Squid Game, the South Korean series that is Netflix’s most watched show to date, presents the reality of capitalism in all its dizzying cruelty. Under capitalism, life is a game with a price tag attached. When one player loses, the other wins. This simple logic, presented through innocent schoolyard games, serves to remind the viewer that the players caught up in the capitalist system are ultimately all just human beings who once had hopes and dreams.
In a recent news program on Channel 12, commentator Amit Segal praised Prime Minister Bennett’s coronavirus policy. He concluded his praise with a sentence said almost casually: “They could have saved maybe 100 [more] people, but at a very heavy economic cost.” It's hard not to be reminded of Oskar Schindler’s lament in the film Schindler’s List: “Just more Jew, I could have saved just one more Jew.”
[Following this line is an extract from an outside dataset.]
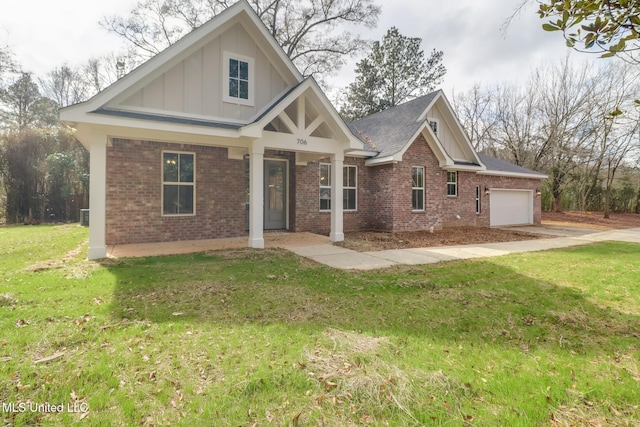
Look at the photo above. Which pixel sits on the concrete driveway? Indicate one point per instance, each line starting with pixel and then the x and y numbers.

Bennett’s logic — reducing the value of human life to a price tag — has caught on. Success is now measured not in terms of human lives saved, but in terms of financial metrics. Defending his decision not to impose another lockdown, Bennett stated at the beginning of the fourth wave of the pandemic that 200 billion shekels ($63 billion) had been wasted in previous lockdowns. “Wasted” in favor of saving lives. The actual total losses during the lockdowns amount closer to 50 billion shekels ($16 billion) according to the Bank of Israel.
In the television show, 456 players are competing, with each player’s life worth 100 million South Korean won (the equivalent of 276,000 shekels or $87,000). In the Israeli Squid Game, the life of every Israeli would be priced by Bennett at 7.7 million shekels (about $2.4 million). So far, 6,429 Israelis have died of COVID-19. Is preventing these deaths not worth it? Is the cost of saving another 100 Israelis too simply too high?
These days mark the tenth anniversary of the return of Gilad Shalit, the Israel soldier who was kidnapped by Hamas militants in 2006 and held captive for over five years. In 2011, Israel agreed to release 1,027 Palestinian prisoners in exchange for Shalit’s release.
In recent years, some have begun to question whether the release of so many prisoners was justified to save just one soldier. Gilad’s father, Noam Shalit, has been asked whether his son’s rescue was indeed worth it, and he has consistently defended the decision to rescue his son: “They would have preferred to see him return in a coffin,” he said of politicians who criticized the prisoner exchange deal.
When Israeli society holds up the sanctity of life as a fundamental value, the society is able to endure many hardships. But when that value is dismissed or ignored, members of Israeli society begin to relate to each other as combatants in a struggle for survival, just as in Squid Game. The capture and indefinite detention of an Israeli by militants leads to suffering that is simply unquantifiable, but all the same undeniably large.
In 2018, the Bnei Zion pre-army preparatory program brought a group of students to the Negev for a hike. Flash floods led to the untimely death of ten students who were swept away in the waters. Survivors, families of the victims, and others have demanded that the government establish a commission to investigate the disaster. After a long struggle, only one minister, Settlement Affairs Minister Tzachi Hanegbi of the center-right Likud party, agreed to establish such a commission. Prime Minister Bennett, who was serving as Education Minister at the time, and Finance Minister Avigdor Lieberman, who was serving as Defense Minister, both opposed the establishment of the commission.
“The head of the pre-army program said that the warnings about the flood were just the forecasters being overly cautious,” pre-army program participant Yarin Shamshi said in his recent testimony in the Be’er Sheva District Court, in a trial against the two program directors.. Shamshi said that he warned his instructors and the heads of the program several times about the dangerous weather and did not receive serious attention from any of them.
The parents of the victims claim that the field of pre-army programs operates without any of the necessary governmental oversight. The Disaster Prevention Commission, which was established only after great struggle, suddenly discovered last week that the budget for its activities had run out.
Prime Minister Bennett, who, as Education Minister, opposed setting up such a commission in the first place, has placed a moratorium on the commission due to its lack of budget. Human life. Economic value. Red light, green light.